Ancak bu düşüncelerinin çok geçmeden önünde beklenmedik bir tehlike belirdi. Dışarıda neşeli bir yaz havası hüküm sürerken, bir anda gerçekleşen silah sesleri, Erdem’in dünya üzerindeki hayallerini karartacak bir kaza ile sonlanmasına neden oldu. Olayın nasıl gerçekleştiği ve kim tarafından yapıldığı henüz netlik kazanmadı. Ancak genç çocuk, çaresizce sokakta koştururken bir maganda kurşunuyla vuruldu. Hastaneye kaldırıldığında durumu kritik olan Erdem’in, yaşadığı travma sadece fiziksel değil, ruhsal boyutu da ağır olan bir deneyimdi.
Erdem’in ailesi, çocuğunun yaşadığı bu trajediyle sarsıldı. Hastanede günlerce süren bekleyiş, ailenin yaşadığı manevi çöküşü derinleştirdi. Aile üyeleri, güvenlik önlemlerinin yetersizliğinden ve bu tür olayların önlenememesinden dolayı yetkililere sitem ettiler. "Çocuklarımızın güvenliği için yeterince önlem alınmadı," diyen aile fertleri, özellikle çocukların sokaklarda bu tarz tehlikelerle karşılaşmamaları gerektiğini ifade ettiler. Bu tür olayların toplumda yarattığı kaygı, ailelerin çocuklarını sokaklara göndermede daha dikkatli olmalarına yol açtı.

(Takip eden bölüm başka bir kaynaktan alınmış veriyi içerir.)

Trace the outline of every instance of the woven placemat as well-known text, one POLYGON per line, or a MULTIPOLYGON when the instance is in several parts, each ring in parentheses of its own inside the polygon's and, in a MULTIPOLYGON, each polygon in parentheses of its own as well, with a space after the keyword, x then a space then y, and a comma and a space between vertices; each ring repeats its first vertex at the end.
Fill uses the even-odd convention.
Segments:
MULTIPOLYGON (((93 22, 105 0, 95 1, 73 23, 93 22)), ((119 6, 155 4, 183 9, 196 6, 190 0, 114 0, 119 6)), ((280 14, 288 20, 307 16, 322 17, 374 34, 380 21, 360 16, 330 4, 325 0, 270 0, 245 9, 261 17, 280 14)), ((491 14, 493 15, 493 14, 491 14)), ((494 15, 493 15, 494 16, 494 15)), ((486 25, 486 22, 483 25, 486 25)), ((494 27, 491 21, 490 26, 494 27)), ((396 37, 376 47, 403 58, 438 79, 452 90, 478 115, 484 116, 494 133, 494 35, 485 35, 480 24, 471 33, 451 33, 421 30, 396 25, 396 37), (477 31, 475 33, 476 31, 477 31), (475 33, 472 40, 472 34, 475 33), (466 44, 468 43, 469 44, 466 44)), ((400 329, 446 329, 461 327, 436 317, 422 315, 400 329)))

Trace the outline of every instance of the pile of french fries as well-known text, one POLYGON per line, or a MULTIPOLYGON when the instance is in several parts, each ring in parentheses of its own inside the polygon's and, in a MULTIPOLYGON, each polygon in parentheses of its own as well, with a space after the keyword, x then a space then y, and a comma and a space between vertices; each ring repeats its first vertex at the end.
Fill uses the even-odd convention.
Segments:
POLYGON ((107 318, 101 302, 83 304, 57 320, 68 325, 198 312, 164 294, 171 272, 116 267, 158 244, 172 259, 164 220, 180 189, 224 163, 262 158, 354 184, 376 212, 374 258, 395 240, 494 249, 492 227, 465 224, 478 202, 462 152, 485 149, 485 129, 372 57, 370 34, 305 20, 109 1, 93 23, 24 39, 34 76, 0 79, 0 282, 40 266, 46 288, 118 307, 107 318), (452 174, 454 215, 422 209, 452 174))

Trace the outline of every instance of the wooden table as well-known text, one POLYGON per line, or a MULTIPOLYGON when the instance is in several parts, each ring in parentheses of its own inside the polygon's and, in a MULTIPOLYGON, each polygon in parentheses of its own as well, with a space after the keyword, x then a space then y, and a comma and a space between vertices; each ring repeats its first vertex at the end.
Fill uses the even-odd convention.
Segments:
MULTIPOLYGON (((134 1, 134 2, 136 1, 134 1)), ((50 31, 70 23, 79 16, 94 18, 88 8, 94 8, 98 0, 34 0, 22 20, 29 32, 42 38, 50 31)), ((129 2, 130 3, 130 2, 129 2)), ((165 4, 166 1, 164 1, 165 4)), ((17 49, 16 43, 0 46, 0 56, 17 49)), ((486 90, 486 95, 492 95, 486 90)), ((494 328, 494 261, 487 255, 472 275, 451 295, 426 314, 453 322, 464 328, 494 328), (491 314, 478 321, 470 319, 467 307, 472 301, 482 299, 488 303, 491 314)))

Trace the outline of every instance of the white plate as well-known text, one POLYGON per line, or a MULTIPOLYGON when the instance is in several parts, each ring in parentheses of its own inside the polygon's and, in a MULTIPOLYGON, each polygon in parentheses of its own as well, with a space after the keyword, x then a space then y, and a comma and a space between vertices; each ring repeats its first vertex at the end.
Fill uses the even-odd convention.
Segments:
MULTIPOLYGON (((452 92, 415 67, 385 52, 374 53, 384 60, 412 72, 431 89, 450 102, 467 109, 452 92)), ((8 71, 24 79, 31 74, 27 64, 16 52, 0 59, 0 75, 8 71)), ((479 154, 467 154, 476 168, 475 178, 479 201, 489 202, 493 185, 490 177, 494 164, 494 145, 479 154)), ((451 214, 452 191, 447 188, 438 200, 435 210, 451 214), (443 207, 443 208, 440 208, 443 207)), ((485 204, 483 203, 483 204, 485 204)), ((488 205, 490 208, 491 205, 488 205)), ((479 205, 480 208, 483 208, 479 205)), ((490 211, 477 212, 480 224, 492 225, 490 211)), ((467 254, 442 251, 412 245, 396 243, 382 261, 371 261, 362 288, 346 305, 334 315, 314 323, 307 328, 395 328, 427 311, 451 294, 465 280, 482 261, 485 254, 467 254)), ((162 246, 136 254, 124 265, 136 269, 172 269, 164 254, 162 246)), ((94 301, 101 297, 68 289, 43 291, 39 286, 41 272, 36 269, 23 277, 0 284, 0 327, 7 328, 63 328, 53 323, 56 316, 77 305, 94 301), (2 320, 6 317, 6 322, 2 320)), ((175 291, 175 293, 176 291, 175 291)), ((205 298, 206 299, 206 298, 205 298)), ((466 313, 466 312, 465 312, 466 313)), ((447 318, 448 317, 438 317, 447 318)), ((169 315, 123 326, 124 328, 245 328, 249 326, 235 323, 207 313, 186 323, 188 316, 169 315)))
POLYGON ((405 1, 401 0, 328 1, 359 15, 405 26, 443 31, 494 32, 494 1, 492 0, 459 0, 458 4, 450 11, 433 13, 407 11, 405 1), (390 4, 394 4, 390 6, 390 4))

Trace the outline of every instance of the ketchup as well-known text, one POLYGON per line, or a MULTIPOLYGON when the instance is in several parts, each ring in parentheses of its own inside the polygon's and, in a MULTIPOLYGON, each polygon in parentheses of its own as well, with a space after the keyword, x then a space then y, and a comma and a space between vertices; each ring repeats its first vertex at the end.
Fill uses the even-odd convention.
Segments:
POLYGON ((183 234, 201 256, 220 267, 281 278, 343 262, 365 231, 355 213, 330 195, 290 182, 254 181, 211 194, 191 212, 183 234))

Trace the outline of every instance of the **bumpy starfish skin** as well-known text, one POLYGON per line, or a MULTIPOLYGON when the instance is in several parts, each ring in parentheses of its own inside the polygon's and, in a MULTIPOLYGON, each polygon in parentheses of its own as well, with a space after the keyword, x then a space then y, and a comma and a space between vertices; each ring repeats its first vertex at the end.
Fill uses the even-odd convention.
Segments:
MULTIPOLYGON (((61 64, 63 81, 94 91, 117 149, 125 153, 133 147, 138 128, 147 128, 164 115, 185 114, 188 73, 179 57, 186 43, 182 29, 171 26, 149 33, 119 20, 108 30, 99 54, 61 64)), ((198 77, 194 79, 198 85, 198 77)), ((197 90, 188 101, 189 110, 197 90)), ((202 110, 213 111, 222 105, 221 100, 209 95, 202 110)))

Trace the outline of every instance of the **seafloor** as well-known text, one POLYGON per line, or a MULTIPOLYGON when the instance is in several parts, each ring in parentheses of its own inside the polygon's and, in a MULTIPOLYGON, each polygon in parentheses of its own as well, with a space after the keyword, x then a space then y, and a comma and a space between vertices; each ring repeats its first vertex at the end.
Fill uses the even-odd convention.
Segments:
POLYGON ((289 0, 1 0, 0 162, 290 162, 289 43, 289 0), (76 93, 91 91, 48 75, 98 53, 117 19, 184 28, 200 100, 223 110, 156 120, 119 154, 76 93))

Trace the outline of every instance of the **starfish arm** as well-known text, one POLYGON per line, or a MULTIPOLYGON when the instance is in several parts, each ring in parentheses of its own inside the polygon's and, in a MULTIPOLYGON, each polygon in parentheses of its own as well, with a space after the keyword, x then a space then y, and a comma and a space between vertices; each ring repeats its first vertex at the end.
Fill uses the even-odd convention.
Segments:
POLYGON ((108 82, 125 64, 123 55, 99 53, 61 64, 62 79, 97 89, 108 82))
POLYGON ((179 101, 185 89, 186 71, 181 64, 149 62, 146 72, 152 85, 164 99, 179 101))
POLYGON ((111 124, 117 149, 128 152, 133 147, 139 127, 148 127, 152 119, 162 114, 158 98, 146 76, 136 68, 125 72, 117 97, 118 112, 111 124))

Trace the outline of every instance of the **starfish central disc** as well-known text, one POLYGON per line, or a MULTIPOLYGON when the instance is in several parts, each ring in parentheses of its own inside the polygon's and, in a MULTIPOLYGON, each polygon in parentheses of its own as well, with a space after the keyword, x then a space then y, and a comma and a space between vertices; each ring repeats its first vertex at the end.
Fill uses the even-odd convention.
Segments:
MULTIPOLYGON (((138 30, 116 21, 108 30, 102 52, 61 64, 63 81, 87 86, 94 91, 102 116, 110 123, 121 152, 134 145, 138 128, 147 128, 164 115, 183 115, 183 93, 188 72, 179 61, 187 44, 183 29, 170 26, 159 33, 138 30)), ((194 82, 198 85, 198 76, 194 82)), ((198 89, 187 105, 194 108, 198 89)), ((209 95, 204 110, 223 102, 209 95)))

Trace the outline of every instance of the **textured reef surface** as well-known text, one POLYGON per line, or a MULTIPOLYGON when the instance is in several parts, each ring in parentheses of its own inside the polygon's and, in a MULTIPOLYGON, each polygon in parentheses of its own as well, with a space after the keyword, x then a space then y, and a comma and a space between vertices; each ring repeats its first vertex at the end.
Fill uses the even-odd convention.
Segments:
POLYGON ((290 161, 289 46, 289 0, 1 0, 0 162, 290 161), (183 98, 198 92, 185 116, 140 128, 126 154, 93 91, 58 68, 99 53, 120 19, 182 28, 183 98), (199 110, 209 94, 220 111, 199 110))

Aile bireylerinin yanı sıra, yaşanan bu olay toplumu da derinden etkiledi. Pek çok kişi, sosyal medya hesapları üzerinden üzüntülerini dile getirdi ve bu tür saldırıların önlenmesi için toplu bir bilinç oluşturulması gerektiğini vurguladılar. Gençlerin ve çocukların sokaklarda daha güvende olmaları adına, sıkı önlemlerin alınması gerektiği yönünde seslerini yükselten toplumsal gruplar, güvenlik sorunlarına karşı daha fazla duyarlılık olmasını talep ettiler.
Erdem’in yaşadığı bu talihsiz olay, İstanbul’daki silahlı şiddet meselesini gündeme getirdi. Özellikle gençlerin maruz kaldığı şiddet, toplumun önemli bir sorunu haline gelirken, yetkililer bu konuda acil eylem planları oluşturmak için harekete geçmelidir. Çocukların, oyun oynarken, arkadaşlarıyla beraberken ya da sadece sokakta yürürken güvenli bir ortamda olmaları gerekmektedir. Aksi takdirde toplumsal huzurun oldukça zedelenmesi kaçınılmaz olur.
Şimdi, Erdem’in durumu ile ilgili umutlu haberler gelmeye başladı. Hastanede tedavi süreci devam ederken, ailesi ve çevresi, genç oğullarının bir an önce sağlığına kavuşması için dua ediyor. Bu kötü olay, İstanbul'da yaşayan herkesin hafızasında derin izler bırakırken, umarız ki Erdem, kısa süre içinde hayata yeniden tutunabilir ve genç yaşına rağmen yaşadığı bu olaydan daha güçlü bir birey olarak çıkabilir.
Toplumun içinde bulunduğu bu huzursuz ortamda, çocukların güvenliği ve sağlığı en önemli önceliğimiz olmalıdır. Erdem’in hikayesinin yeni nesillere ilham vermesi ve aynı zamanda dikkat çekici bir sorun haline gelerek çözüm yollarının geliştirilmesine katkı sağlaması temennisiyle, tüm toplumsal aktörleri ve karar vericileri bu sorun üzerinde yoğunlaşmaya davet ediyoruz.